The latest changes in the law have rendered a good deal of unstable ground on this stand. The Mental Healthcare Act, 2017, made one assumption that someone who attempts suicide is under the extreme load of the psyche, and they do not have to be a subject of criminal prosecution. Another way to support this tendency was the fact that even the Bharatiya Nyaya Sanhita (2023) does not refer to suicide as a criminal act. The decriminalisation of suicide has upset the historic proportions between the force and the law of criminality, and in this respect, questions whether the criminal illegality of the old law of Section 15 applies to the cases that deal with the threat of suicide.

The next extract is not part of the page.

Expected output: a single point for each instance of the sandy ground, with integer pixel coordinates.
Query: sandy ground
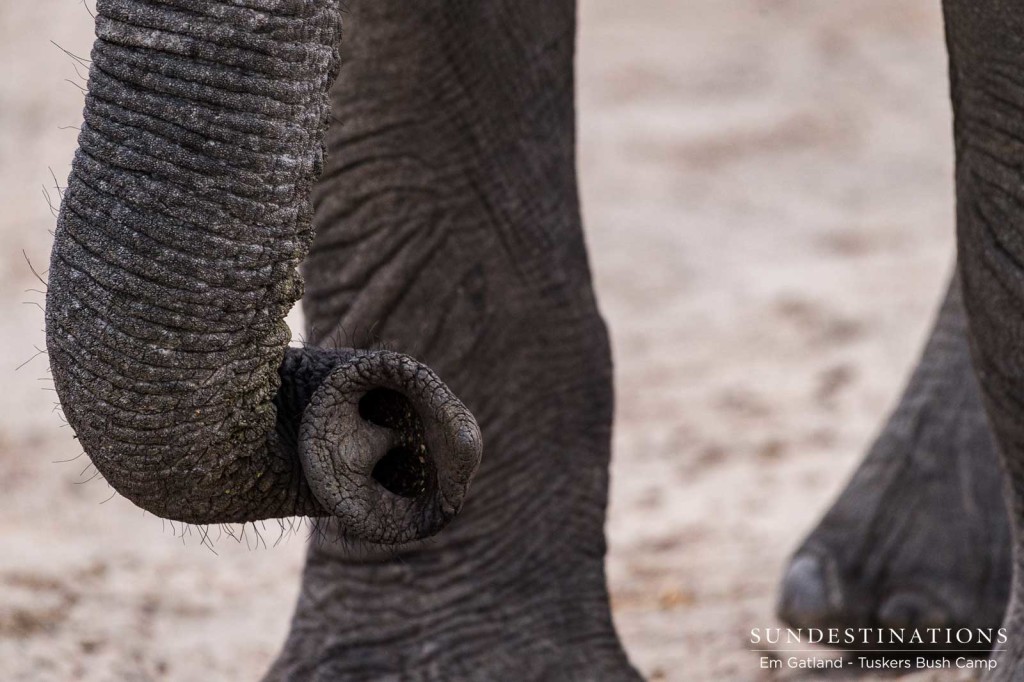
(767, 187)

The key question that is posed in this paper is as follows: can and on what doctrinal basis can an attempt to commit suicide invalidate contractual consent in the post-IPC regime of law? The paper assumes a doctrinal approach and a comparative approach of statutory analysis of the statutes, as well as judicial response or comparative judicial reaction. This concludes that, first and foremost, coercion should not be the measure of the influence it has on free will but must instead be determined through the fact that the threatened act is criminal and that the threat of suicide may yet be a psychological form of coercion which is capable of inducing invalid consent.